Joint Mean and Correlation Regression Models for Multivariate Data
Zhi Yang Tho, Francis K. C. Hui, Tao Zou
TL;DR
This paper introduces a joint mean and correlation regression model for multivariate data, allowing heterogeneous mean effects across responses and correlation structure driven by predictor-based similarity matrices. It develops joint estimating equations and a constrained, iterative estimation procedure (including an ADMM-based step) to ensure positive-definite correlation matrices, with asymptotic theory showing consistency and normality under diverging numbers of responses. Simulations demonstrate strong finite-sample performance for both mean and correlation inference, and an ecological application to Carabidae abundances in Scotland highlights heterogeneous environmental effects and trait-driven residual correlations. The framework broadens GEEs by integrating correlation regression with mean modeling, enabling simultaneous inference on mean effects and between-response dependencies in complex, multivariate, potentially high-dimensional settings.
Abstract
We propose a joint mean and correlation regression model for multivariate discrete and (semi-)continuous response data, that simultaneously regresses the mean of each response against a set of covariates, and the correlations between responses against a set of similarity/distance measures. A set of joint estimating equations are formulated to construct an estimator of both the mean regression coefficients and the correlation regression parameters.
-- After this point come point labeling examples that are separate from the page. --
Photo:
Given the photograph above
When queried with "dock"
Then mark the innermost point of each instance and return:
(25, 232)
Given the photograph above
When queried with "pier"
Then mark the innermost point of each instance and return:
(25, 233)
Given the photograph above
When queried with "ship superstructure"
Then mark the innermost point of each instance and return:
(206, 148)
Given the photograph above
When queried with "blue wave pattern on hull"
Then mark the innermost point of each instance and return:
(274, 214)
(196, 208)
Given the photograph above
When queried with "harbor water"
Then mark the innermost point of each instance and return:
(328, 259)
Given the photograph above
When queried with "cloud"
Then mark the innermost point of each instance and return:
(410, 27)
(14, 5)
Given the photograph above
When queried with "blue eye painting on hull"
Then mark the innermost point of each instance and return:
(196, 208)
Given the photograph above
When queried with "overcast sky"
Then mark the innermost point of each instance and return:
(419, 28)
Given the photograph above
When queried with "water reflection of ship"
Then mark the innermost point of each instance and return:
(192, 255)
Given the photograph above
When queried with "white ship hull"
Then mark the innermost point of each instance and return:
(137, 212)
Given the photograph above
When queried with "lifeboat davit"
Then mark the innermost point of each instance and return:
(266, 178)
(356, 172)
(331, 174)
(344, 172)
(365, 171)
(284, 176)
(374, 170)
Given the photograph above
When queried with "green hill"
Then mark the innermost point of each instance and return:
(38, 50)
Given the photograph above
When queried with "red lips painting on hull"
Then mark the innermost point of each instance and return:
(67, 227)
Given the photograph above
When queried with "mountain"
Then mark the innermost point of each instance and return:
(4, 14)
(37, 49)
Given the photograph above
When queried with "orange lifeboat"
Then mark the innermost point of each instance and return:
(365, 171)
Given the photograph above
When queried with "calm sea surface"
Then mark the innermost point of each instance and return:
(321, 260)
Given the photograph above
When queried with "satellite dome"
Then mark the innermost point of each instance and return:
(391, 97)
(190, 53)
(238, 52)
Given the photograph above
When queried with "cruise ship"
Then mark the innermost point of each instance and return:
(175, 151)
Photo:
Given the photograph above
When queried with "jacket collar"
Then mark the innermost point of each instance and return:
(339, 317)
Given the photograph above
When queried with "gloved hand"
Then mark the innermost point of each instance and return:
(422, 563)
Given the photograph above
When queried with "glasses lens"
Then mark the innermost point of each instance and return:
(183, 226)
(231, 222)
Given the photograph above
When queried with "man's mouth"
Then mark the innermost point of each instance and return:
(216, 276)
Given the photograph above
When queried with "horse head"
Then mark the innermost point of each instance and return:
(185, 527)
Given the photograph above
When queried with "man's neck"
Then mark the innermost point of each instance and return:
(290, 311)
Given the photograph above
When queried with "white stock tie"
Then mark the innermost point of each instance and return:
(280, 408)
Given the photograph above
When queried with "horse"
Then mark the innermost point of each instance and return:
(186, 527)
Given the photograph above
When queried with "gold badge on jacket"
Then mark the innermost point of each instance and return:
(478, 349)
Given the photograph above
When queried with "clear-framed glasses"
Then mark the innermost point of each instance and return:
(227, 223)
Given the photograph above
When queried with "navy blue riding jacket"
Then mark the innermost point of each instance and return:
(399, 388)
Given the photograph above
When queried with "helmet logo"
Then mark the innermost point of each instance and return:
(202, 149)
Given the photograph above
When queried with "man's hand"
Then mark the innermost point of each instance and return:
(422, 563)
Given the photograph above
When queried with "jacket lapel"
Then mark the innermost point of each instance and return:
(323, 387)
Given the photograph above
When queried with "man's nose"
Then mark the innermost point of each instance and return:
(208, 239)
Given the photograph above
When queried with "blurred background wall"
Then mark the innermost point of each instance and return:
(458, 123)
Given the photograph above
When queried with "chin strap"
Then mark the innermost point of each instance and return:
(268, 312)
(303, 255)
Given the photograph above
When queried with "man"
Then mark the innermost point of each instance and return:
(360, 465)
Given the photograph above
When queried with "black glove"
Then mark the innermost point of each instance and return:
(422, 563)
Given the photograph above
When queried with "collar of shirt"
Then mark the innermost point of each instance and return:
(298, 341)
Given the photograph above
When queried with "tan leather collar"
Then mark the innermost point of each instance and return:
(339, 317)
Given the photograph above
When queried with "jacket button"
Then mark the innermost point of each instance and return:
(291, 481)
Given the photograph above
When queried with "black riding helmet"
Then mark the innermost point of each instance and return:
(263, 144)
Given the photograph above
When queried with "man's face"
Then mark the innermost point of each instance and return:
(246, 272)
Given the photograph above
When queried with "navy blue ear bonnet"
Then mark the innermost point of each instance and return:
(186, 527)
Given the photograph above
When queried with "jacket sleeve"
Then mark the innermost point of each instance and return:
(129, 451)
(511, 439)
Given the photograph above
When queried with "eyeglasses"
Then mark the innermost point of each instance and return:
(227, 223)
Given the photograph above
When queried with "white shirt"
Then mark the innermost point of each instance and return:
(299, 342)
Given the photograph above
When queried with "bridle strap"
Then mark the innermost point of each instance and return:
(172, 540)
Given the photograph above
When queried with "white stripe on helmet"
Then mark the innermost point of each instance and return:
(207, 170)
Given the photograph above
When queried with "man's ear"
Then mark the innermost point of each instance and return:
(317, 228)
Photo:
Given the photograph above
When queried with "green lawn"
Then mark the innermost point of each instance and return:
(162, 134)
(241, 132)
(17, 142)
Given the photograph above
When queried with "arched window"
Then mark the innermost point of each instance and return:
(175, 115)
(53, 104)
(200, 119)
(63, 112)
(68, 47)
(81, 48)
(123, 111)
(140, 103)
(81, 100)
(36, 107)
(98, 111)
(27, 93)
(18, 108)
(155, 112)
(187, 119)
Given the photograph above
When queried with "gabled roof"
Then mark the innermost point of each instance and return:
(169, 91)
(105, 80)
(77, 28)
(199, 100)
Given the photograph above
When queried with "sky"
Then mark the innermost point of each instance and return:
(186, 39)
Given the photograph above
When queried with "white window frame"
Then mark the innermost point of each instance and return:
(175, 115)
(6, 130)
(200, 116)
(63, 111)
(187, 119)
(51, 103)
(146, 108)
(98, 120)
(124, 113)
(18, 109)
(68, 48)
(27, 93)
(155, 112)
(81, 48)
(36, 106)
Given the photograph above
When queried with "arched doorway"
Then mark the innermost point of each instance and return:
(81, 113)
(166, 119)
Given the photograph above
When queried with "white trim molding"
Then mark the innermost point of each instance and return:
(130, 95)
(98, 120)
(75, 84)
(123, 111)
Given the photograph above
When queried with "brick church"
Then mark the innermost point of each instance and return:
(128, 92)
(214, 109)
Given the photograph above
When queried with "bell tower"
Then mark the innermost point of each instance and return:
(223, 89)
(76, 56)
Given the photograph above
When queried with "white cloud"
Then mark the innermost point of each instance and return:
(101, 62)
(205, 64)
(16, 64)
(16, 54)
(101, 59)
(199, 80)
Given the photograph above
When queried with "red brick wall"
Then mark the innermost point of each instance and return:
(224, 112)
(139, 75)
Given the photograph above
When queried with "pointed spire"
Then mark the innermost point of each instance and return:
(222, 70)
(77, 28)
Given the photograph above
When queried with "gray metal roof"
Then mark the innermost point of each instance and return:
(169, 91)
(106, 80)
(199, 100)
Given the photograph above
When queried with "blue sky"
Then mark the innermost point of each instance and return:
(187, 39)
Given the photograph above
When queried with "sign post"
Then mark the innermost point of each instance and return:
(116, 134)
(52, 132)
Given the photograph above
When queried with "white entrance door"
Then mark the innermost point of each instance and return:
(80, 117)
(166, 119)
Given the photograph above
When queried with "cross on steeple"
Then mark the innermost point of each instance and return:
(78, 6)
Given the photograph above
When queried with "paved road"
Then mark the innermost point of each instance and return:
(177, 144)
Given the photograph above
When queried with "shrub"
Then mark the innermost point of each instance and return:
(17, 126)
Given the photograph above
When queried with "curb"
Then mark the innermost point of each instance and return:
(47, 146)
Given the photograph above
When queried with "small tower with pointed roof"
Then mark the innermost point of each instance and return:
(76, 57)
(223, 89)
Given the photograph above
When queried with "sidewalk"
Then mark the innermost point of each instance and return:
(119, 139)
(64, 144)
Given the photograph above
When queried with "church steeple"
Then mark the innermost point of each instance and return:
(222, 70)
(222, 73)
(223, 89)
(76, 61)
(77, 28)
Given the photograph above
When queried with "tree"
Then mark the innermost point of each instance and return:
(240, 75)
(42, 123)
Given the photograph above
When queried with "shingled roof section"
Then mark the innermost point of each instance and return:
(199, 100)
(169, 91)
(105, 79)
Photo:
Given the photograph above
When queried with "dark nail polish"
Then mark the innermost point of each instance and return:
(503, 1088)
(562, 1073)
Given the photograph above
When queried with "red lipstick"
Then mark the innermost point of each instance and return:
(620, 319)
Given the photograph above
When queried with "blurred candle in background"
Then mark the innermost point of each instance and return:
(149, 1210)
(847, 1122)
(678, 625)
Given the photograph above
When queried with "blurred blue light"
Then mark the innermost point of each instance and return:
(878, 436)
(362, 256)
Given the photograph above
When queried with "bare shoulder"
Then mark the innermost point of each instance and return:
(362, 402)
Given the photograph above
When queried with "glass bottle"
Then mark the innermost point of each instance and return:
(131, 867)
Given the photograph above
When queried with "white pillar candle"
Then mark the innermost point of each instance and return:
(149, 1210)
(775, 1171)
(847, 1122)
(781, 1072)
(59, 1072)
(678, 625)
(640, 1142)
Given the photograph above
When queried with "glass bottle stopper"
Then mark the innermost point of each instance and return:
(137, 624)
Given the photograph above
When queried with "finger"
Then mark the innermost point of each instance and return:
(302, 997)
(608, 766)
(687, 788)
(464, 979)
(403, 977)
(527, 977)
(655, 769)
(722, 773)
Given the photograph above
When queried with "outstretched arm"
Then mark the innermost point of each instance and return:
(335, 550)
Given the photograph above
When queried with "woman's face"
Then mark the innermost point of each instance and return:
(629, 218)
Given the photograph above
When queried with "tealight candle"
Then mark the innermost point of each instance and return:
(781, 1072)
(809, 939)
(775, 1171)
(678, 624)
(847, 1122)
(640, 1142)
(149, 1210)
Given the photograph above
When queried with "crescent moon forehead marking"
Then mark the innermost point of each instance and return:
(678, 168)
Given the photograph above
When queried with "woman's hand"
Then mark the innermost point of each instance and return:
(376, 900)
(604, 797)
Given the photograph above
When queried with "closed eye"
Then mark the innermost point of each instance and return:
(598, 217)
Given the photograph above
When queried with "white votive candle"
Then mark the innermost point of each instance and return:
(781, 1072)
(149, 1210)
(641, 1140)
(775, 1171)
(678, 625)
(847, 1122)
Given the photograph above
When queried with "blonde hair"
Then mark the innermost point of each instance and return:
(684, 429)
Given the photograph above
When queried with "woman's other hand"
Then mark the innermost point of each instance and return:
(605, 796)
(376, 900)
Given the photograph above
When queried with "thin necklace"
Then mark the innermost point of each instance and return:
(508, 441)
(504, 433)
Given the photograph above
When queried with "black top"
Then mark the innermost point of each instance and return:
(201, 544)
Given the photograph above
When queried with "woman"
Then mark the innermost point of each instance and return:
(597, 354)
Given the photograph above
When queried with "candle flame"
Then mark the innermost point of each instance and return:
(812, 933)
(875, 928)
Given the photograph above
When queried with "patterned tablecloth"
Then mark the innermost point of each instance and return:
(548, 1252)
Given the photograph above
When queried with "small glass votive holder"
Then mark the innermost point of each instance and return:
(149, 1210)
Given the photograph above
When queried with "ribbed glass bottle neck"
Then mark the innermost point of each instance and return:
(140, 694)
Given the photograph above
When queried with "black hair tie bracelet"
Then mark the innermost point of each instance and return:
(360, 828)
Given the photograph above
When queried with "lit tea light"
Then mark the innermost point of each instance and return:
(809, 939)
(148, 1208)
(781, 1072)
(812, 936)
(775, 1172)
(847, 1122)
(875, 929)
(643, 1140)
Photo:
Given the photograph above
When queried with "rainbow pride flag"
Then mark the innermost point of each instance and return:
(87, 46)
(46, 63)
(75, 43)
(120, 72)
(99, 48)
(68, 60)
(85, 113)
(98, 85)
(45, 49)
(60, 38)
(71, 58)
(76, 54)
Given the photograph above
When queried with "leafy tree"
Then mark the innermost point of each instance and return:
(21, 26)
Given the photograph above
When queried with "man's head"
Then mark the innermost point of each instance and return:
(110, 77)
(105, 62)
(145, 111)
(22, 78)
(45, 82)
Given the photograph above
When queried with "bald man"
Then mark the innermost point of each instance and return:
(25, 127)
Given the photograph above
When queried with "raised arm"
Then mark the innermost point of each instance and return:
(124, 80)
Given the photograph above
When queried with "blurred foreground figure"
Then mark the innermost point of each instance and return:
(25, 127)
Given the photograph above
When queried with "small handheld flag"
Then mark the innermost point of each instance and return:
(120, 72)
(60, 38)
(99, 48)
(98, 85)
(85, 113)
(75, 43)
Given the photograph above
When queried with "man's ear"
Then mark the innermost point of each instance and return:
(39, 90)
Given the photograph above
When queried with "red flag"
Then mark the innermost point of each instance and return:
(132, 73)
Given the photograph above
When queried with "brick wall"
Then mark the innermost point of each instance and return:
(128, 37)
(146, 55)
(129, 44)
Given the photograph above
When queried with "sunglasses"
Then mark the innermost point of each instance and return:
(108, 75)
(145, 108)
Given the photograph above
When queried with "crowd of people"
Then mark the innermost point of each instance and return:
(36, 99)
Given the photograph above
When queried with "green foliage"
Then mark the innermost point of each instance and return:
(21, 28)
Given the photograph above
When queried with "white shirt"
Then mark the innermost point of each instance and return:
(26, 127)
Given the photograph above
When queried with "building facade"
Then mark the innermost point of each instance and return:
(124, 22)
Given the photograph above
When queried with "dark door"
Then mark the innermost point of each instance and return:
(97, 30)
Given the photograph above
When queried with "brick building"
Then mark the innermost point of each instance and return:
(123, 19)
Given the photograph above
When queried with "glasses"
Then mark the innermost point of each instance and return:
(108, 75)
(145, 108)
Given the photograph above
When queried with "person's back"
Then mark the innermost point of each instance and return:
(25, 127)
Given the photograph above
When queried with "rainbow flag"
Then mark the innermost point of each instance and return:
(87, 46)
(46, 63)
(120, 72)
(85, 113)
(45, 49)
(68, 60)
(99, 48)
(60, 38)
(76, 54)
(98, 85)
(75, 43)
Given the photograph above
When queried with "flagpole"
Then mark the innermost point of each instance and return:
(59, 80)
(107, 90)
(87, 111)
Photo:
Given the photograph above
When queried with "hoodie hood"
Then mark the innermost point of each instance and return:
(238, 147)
Under a general setting where the number of responses can tend to infinity, the joint estimator is demonstrated to be consistent and asymptotically normally distributed, with differing rates of convergence due to the mean regression coefficients being heterogeneous across responses. An iterative estimation procedure is developed to obtain parameter estimates in the required (constrained) parameter space. Simulations demonstrate the strong finite sample performance of the proposed estimator in terms of point estimation and inference. We apply the proposed model to a count dataset of 38 Carabidae ground beetle species sampled throughout Scotland, along with information about the environmental conditions of each site and the traits of each species. Results show the relationship between mean abundance and environmental covariates differs across the beetle species, and that beetle total length is important in driving the correlations between species.